Among the panelists was Terry Schilling, president of the American Principles Project, among interest groups advancing legislation across the US to end affirming care for trans youth and, ultimately, affirming care for all trans people.

He claimed a “transgender industry” is waging a “war on families,” and that “progressives” want to “progress beyond all barriers and institutions, and that means laws, that means age of consent laws.”

“They have a perverted world view and they’re trying to force that on the country,” he said. “There’s nothing wrong with these kids’ bodies, there’s nothing wrong with adults’ bodies … There is no such thing as transgender child. There are girls, there are boys, nothing else. … We have to reject any discussion of it.”

Stephen Miller, a close aide to Donald Trump, argued that Republican officials and law enforcement should forcefully apply laws targeting LGBT+ people and expression.

“Did any [district attorney] anywhere talking about trans issues think of arresting anybody for abusing children with trans ideology?

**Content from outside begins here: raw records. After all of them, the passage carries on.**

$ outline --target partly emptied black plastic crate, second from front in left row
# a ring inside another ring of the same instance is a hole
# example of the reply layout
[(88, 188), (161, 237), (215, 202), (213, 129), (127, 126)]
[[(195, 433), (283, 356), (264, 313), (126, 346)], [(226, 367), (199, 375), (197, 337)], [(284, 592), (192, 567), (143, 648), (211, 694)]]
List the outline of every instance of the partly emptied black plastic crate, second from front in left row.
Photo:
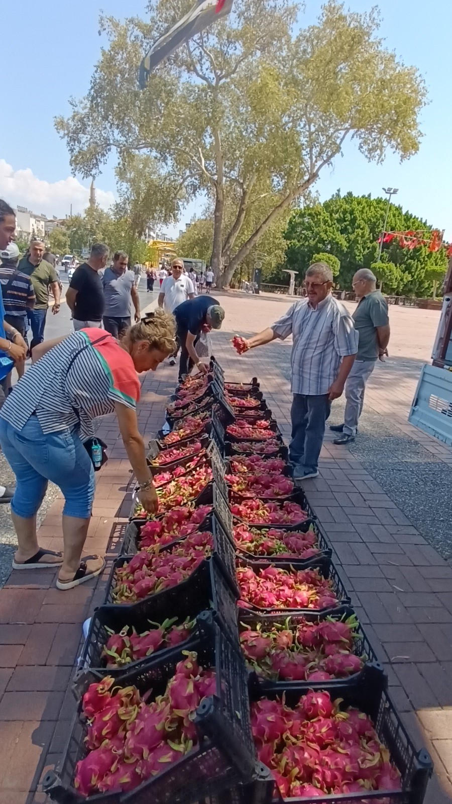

No. We write blog posts about it,” he said.

“Until we get serious, all the way down to the local DA all the way up to the state [attorneys general] and every office in between – including judges, electing people who have power and will use that power and measure their success by changing the real world – then we aren’t going to be able to beat the left, and that’s just the honest truth,” according to Miller.

In his remarks, Knowles claimed that recognising LGBT+ people and families is based on a “false” idea that centres “liberation from all limits,” and that giving men “the freedom to use the women’s bathroom” means that “women lose the freedom to have their own bathrooms.”

He rejected marriage equality – “a couple of men, or a couple of women, or three men and a billy goat, for that matter” – and “designer babies” on the “open market of the surrogacy industry.”

“If we have the right to kill babies, surely we have the right to buy and sell them, too,” he said.

If you are based in the US and seek LGBT+ affirming mental health support, resources are available from Trans Lifeline (877-565-8860) and the LGBT Hotline (888-843-4564), as well as The Trevor Project (866-488-7386 or text START to 678-678).